There are however two points of difference between my approach to academic life in The Productive Researcher and The Slow Professor. The first is the implicit disrespect towards professional services staff that pervades The Slow Professor. It perpetuates the idea of faceless “administrators” whose job it is to manage academics, constraining our academic freedom, instrumentalising research and corporatising the academy. The professional services staff I know are far from this stereotype. They care passionately about the research process and the researchers they support. They get their kicks from knowing that they empowered and enabled academics to do their best work. They are inspired by the research and researchers they learn about and help, and feel immense pride in the fact they played even a small role in the endeavours of research teams to make the world a better place. We need to challenge these implicit stereotypes and create a culture of respect in teams of individuals that work together as equals, whether they are academics or professional services staff.

Finally, I found the constant return to the corporatisation of the academy wearing.

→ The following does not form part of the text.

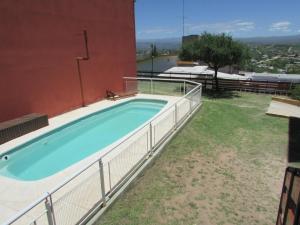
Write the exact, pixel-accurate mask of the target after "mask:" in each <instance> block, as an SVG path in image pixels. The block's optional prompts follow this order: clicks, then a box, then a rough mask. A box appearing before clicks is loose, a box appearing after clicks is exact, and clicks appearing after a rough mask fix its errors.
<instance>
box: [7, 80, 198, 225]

I have researched this issue myself and agree that Universities are increasingly managed as businesses, but constantly blaming the parts of my job that I don’t like on neoliberal political agendas simply externalises my problems. I do not have the power to fight capitalism, but I do have the power to deal creatively with the parts of my job that I don’t like when I own these as my problems for me to deal with, rather than making them someone else’s fault that someone else should deal with. The “them” and “us” mentality of University managers versus academics is meant to be a call to arms. For me, my lack of self-efficacy in the face of such powers is disempowering, and I prefer to focus on what I can actually change now, in my sphere of influence.

On reflection, I realise that my book, The Productive Research, and the approach that it takes is far from radical. Rather than fixing the systemic challenges of a broken academia, I focus on the individual and how I can transform myself to survive and then thrive within a broken system. We have a different starting point and end point, and yet The Slow Professor and The Productive Researcher share a common heart. Ultimately whether we fix the system or ourselves, we do so by becoming more mindful and compassionate towards ourselves and our colleagues. This empathic common core to both books is the message we all need to hear and learn if we want to make the academy a place where ideas and people thrive.